Alternative protein sources of low ecological footprint and at affordable prices for fish feed formulation are key to the sustainable development of aquaculture. Nevertheless, they often impact fish physiology and metabolism due to the presence of various endogenous antinutritional factors and phytoestrogens. The demonstrated negative effect of phytoestrogens on white muscle development and growth highlights the need for tools to screen for potential myostatic action of raw materials and fish feeds. This study combines different approaches to validate white muscle gene markers (Georgiou et al., 2016, Cell Tissue Res 363, 541) in the gilthead seabream, Sparus aurata L., as indicators of compromised myogenesis when fed alternative protein sources.

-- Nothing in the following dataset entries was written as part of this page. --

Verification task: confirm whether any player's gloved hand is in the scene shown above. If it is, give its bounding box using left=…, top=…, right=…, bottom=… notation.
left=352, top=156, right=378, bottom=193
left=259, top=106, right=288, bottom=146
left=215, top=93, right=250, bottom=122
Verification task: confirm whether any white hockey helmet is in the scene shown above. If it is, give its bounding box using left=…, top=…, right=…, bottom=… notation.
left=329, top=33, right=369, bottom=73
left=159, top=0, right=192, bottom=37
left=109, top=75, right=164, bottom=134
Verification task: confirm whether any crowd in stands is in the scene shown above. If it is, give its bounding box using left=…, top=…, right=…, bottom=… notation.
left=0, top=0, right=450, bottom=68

Three diets were formulated - a soy-free diet (C), a 20% soybean meal diet (SBM), and a 20% soy protein concentrate diet (SPC) – and they were fed to triplicate groups of seabream of 27g average initial BW for three months. The expression levels of mylpfa (myosin light chain phosphorylatable, fast skeletal muscle a, associated with hypertrophy), mylpfb (associated with hyperplasia), and myog (myogenin) in white muscle were determined at the end of the experiment using Real time PCR. In a second approach, extracts of the diets were applied in primary cultures of myogenic progenitor cells from seabream for three different exposure times following the onset of differentiation. Cells were collected at the end of the exposure and the same marker genes were measured. In teleosts, muscle growth occurs through hyperplasia, which involves the recruitment of new muscle fibers, and hypertrophy, which involves a size enlargement of existing muscle fibers. The effects of SBM and SPC on hyperplasia and hypertrophy in the feeding trial were consistent with the effects recorded in vitro. Hyperplasia as marked by mylpfb expression was significantly reduced in fish fed on SBM and SPC, whereas hypertrophy as marked by mylpfa expression was significantly reduced only in fish fed on SBM. Myogenin expression remained unaffected. Similar results were recorded in primary cell cultures after 48h of exposure to diet extracts; both SBM and SPC were potent in downregulating mylpfb expression, whereas mylpfa expression was significantly affected only in the presence of SBM extract. To our knowledge this is the first study to demonstrate that primary cultures of myogenic progenitor cells can be used as a screening tool for potential myostatic action of fish feeds containing alternative protein sources. The validated protocol developed is time- and cost-effective while complying with the 3Rs principle.
Acknowledgement: This research has been co-financed by the European Union and Greek national funds through the Operational Program Competitiveness, Entrepreneurship, and Innovation, under the call SPECIAL ACTION AQUACULTURE, Project title " FishPhytoFeed- Development of an Advanced Integrated Toolbox for in vitro high-throughput screening of quality and phyto-estrogens in feed ingredients for Mediterranean finfish".